Avoid the Impact: Here, you try to completely shed the risk. You could find a way to collect the data yourself, so you don’t need to rely on an external data vendor. If you have the cash, you could outright purchase the vendor to bring that operation in-house. Either way, the risk of losing the vendor goes away.
Do Nothing: In this case, you simply don’t make any contingency plans. Should a problem arise, you’d have to scramble to figure out what to do in the heat of the moment. (At least you’ve already acknowledged the possible problem in advance, so it won’t be a completesurprise.) But until that happens, you get to stay focused on your business mission.
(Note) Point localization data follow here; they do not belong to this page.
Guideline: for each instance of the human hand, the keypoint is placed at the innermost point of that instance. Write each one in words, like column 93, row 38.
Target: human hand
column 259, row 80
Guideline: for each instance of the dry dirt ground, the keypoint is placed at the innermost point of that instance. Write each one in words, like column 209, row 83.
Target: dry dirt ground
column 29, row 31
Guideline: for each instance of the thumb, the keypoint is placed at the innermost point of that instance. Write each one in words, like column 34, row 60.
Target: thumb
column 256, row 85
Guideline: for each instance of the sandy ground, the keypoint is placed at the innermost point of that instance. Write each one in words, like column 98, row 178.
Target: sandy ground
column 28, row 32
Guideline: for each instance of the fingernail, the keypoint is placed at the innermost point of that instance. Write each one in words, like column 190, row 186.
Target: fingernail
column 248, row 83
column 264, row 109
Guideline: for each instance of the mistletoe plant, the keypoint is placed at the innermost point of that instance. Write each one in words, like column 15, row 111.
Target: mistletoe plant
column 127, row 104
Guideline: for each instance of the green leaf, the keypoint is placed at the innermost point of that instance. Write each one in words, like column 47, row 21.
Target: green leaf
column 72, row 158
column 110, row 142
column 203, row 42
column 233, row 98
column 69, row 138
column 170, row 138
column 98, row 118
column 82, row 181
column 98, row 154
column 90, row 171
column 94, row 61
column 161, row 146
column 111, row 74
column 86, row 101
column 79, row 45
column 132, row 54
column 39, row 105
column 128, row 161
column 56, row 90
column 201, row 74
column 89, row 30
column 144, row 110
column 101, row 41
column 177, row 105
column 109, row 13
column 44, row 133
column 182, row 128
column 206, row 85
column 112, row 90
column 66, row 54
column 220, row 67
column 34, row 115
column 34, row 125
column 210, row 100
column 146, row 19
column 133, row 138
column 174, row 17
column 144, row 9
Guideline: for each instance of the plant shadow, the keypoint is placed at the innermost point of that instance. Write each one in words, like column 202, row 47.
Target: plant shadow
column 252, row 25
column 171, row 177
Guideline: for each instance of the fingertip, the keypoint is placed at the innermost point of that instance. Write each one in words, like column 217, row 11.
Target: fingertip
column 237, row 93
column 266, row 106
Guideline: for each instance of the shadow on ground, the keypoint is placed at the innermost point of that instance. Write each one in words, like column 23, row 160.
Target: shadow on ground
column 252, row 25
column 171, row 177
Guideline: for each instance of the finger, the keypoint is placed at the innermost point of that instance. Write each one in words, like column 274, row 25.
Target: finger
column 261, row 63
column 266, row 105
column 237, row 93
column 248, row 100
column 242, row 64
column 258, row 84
Which approach is best for you? You have to weigh factors such as your ability to absorb a big change (“we have lots of money to burn”) and your desire to take a chance (“what are the odds this risk could ever materialize into a problem?”).
Trying to reduce or avoid the impact of a possible change means investing time and money to prepare for something that might not happen. Also, every move you make to mitigate risk may expose you to a different risk, because you’ve introduced changes.
This is why choosing to accept the risk – the Do Nothing approach – saves you money and effort … so long as the risk never becomes a reality. Some companies still manage to talk their way out of any serious repercussions. Do Nothing works more often than we’d care to admit, but it also hurts a lot more when it doesn’t.
No matter what your risk mitigation approach, remember to stay flexible. No amount of asking “what if?” will find every possible change. You’ll need an extra cushion of resources to handle those unknown unknowns.
Despite all of the media attention on the positive outcomes of ML/AI, this field is hardly immune to risks. You’d do well to perform an assessment and develop mitigation strategies now.
If you don’t identify your risks in advance, time will certainly find them for you.